La nuova invasione (forse) non ci sarà, al culmine della più grottesca escalation di tensione Est-Ovest dei nostri anni. Ma è così che si vive ogni giorno, oggi, lungo la contact line fra l’Ucraina e le “repubbliche” separatiste di Donetsk e Lugansk, malgrado il cessate il fuoco del 2020. Lo hanno documentato le testimonianze raccolte in una ricerca condotta dall’UNHCR e dall’ONG Proliska, nel 2021, sui lati ovest e nord di questo confine dimenticato.
Riferiva invece l’Ufficio delle Nazioni Unite per gli affari umanitari alla fine di novembre: «Dopo sette anni, la prolungata crisi umanitaria è evaporata dai media globali, provocando l’errata percezione che sia “congelata”. Il cessate il fuoco mediato nel luglio 2020 è diventato sempre più fragile, con il risultato che il numero di vittime civili è tornato ai livelli ad esso precedenti. Le infrastrutture civili finiscono spesso sotto tiro e i terreni largamente infestati di ordigni esplosivi e mine rimangono un fenomeno di grave preoccupazione».
“A bassa intensità”
Solo fra l’agosto e l’ottobre ’21, gli episodi di (mancata) sicurezza registrati in queste regioni hanno superato del 50% quelli dello stesso periodo del ’20. Dal 2014, la guerra “a bassa intensità” in Ucraina è costata ai civili 3.100 morti e oltre 7.000 feriti.

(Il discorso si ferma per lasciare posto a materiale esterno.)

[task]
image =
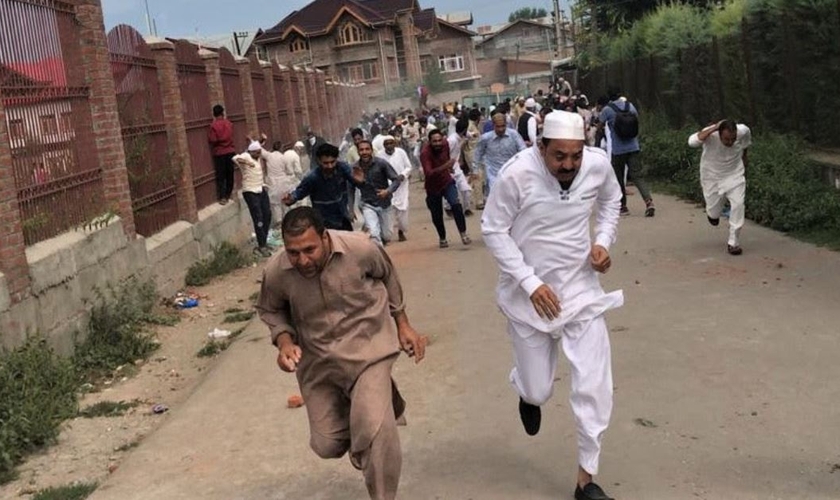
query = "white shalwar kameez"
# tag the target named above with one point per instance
(722, 177)
(461, 182)
(281, 178)
(402, 166)
(539, 234)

«Senza una soluzione politica al conflitto – prevedeva ancora l’ONU – è probabile che la situazione umanitaria continuerà ad aggravarsi nel 2022, in particolare nelle aree non controllate dal governo (NGCA, cioè i territori separatisti, ndr). L’impatto socioeconomico della pandemia di COVID-19 nell’Ucraina orientale è peggiorato per la chiusura prolungata della “linea di contatto”, per le restrizioni alla circolazione e per le ridotte opportunità di sostentamento. I residenti delle NGCA, in particolare gli anziani, sono quelli che hanno subito in maniera più pesante le restrizioni ai movimenti attraverso la contact line, che li hanno tagliati fuori dai servizi di base e dai benefici di welfare, fra cui le pensioni».

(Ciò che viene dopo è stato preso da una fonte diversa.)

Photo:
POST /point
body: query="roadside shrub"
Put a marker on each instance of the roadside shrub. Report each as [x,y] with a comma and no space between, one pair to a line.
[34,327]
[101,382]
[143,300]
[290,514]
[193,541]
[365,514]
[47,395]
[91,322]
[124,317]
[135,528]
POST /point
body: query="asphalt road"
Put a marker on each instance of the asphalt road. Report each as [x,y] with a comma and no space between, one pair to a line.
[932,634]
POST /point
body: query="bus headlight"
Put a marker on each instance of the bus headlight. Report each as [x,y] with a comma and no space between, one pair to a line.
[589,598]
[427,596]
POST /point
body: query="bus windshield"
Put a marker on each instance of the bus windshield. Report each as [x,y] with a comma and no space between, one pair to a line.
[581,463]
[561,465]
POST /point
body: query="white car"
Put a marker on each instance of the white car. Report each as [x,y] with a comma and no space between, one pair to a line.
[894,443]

In Ucraina il conflitto ha causato via via, dal 2014, quasi un milione e mezzo di sfollati (dato UNHCR su comunicazione governativa) su meno di 45 milioni di abitanti, compresa la Crimea annessa dalla Russia proprio in quell’anno. Erano ancora 734 mila gli sfollati presenti nelle zone controllate dal governo di Kiev (GCA) nel novembre 2021. A questa data, lungo la contact line, fra GCA e NGCA l’UNHCR stima la presenza di 1.620.000 persone vulnerabili che in qualche modo subiscono gli effetti delle ostilità.
Dal novembre ’21 a un giorno d’inverno di questo 2022, il 14 febbraio, due giorni fa: in sole 24 ore la missione di monitoraggio dell’OSCE in Ucraina ha registrato 174 violazioni del cessate il fuoco nelle regioni di Lugansk e Donetsk, fra cui una quarantina di esplosioni.
81 mila richiedenti asilo nell’UE
Amnesty International in queste settimane ha ricordato che fra il 2014 e 2015, nel periodo più buio della guerra del Donbass, tutte le parti in conflitto, forze armate russe e di Kiev, gruppi armati separatisti e “lealisti”, hanno violato il diritto internazionale umanitario. In quelle terre hanno lasciato in totale 13 mila morti, un retaggio che continua a crescere. E una società, e un’economia, in ginocchio.
Dal 2014 al settembre 2021 hanno chiesto asilo nell’Unione Europea 81.500 cittadini ucraini (richiedenti asilo per la prima volta, fonte Eurostat). Le fughe più numerose finora si sono verificate proprio nel tragico biennio 2014-2015, rispettivamente con 13.500 e 21 mila richiedenti, contro gli appena 700-900 annui del triennio precedente. Sono invece “solo” 4.200 gli ucraini che hanno chiesto protezione nei primi nove mesi del ’21.
Oggi, avverte Amnesty, «le conseguenze dell’uso effettivo della forza militare sarebbero probabilmente devastanti. La recente storia dell’Ucraina è punteggiata da conflitti con le truppe russe, nella regione orientale del Donbass e in occasione dell’annessione illegale della Crimea. Comunità sono rimaste divise, vite sono andate in frantumi, le forze armate hanno calpestato impunemente i diritti dei civili. È il momento di spezzare questo circolo vizioso».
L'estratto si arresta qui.